Engin Arık meslekdaşımın Toryum çabalarından bahsetmiştim. Bu sefer, Prof.Dr.
Feza Gürsey’in Nobel Fizik Ödülüne ne kadar yaklaştığını bire bir, Nobelci John
Wheeler’den öğrendiklerimi sizlere aktaracağım.
Washington DC’deyiz.
Fisyon olayının keşfinin 50nci yıl dönümü kutlamalarındayız. Dört gün süren
muazzam bir ilmi toplantı, Amerika’nın en seçkin nükleer kuruluşlarının
katılımı ile gerçekleştirildi. Benim 14 sayfalık ve 23 tane özgün makalelerimin
özetini kapsayan makalem kabul edildi ve konferans sonuçları iki cilt halinde
American Nuclear Society, Inc. Tarafından basıldı. Toplantı Nisan 25-28,
1989’da yapıldı. John Wheeler ile aynı otelde kalıyorduk. Prof. Wheeler her akşam üstü bir saat yürüyüşe
çıkarmış. Ben de izin alıp kendisine katıldım. Fizikten bahsettik. “Siz” dedi,
“Türk’sünüz, Feza Gürsey’in memleketindensiniz, çok memnun oldum” dedi. “Ben
Feza Gürsey’in Nobel komitesindeki jüri azalarından biriydim ve kuarklar ve
yüksek enerji fiziğindeki buluşlarını çok yakından takip ediyordum.” Gözlerimin
içine bakarak, üzgün bir şekilde “Nobel’e çok yaklaşmıştı” dedi. Bildiğiniz
gibi çok değerli arkadaşıma Prof.Dr. Oktay Sinanoğlu’na da Nobel ödülü
verilmedi. Yale Üniversitesi’nin iki ayrı kürsüsünün ikisinin de aynı anda
başkanı 26 yaşındaki dahi arkadaşım, Yale Üniversitesi’nin tarihinde görülmemiş
bir olaya imzasını atıyordu.
Prof.Dr. Tolga Yarman,
Prof. Dr. Metin Arık ve Ukraynalı Fizikçi arkadaşları 2015’te Ukrayna’da
yaptıkları deneyi 2016’da İstanbul Üniversitesi Fen Fakültesi laboratuarlarında
tekrarladılar. Aynı sonuçları buldular ve Einstein’ın izah edemediği doğa ile
olan %50’lik farkı izah ettiler. Annals of Physics’de iki makale yazdılar. Bu
ilmi mecmua Einstein’ın makalelerini gönderdiği mecmuadır.
CERN’de 14 Tera
Elektron Volt (14 TeV) enerji ile deneyler yapılmaktadır.
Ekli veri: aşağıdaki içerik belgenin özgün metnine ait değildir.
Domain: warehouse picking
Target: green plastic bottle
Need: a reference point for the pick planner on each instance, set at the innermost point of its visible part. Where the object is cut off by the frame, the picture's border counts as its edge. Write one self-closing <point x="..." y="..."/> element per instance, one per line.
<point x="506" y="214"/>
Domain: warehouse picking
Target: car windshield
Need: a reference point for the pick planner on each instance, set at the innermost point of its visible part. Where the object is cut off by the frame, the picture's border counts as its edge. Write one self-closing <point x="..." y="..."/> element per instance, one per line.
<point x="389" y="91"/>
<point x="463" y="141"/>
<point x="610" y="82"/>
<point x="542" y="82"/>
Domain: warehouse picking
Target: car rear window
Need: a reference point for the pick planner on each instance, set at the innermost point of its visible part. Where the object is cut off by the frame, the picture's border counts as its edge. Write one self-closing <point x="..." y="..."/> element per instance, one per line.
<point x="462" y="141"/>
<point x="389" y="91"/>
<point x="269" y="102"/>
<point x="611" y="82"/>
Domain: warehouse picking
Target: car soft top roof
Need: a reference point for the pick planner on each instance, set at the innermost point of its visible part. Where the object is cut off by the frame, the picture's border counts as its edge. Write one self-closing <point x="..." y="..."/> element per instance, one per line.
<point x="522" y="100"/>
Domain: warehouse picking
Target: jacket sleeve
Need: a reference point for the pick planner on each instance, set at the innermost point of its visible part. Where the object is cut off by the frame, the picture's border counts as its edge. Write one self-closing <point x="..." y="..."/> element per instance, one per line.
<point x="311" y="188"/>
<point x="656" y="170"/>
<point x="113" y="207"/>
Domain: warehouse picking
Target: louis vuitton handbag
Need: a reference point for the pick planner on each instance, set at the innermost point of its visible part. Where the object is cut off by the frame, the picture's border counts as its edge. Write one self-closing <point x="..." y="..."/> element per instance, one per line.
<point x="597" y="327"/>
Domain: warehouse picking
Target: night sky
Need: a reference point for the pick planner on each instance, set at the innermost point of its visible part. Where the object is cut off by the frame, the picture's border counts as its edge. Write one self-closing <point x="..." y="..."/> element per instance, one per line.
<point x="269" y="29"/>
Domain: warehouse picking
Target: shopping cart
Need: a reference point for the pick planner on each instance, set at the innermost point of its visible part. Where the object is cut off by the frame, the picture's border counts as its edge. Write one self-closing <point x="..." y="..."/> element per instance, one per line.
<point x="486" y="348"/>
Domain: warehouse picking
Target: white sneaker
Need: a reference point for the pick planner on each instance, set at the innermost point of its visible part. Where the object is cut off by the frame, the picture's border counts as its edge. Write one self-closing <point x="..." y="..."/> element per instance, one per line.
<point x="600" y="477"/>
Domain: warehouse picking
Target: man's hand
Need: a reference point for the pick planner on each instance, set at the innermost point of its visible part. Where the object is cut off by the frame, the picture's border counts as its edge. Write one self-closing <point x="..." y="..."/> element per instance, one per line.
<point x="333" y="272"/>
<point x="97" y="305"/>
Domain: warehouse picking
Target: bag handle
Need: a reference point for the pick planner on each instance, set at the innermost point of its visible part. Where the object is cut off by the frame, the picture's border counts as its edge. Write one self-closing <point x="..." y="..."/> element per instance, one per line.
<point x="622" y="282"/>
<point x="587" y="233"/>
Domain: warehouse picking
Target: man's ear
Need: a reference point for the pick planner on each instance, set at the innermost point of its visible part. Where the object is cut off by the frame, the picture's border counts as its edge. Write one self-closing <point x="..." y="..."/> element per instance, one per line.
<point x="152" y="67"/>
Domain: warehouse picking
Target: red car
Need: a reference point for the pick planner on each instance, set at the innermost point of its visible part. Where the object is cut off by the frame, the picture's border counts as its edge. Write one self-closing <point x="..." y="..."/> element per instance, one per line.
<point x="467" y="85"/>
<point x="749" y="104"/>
Yeryüzünün elde
edilmiş en yüksek enerjisidir. Değerli meslekdaşım Prof.Dr. Saleh Sultansoy,
senelerden beri CERN’deki dünyanın en yüksek enerjili elektronlarını elde etme
projesinde çalışmaktadır. Proje bitmek üzeredir. Proje çekirdek içi kuvvetli
etkileşmenin gizli kalmış yanlarını ortaya çıkarma potansiyeline sahiptir.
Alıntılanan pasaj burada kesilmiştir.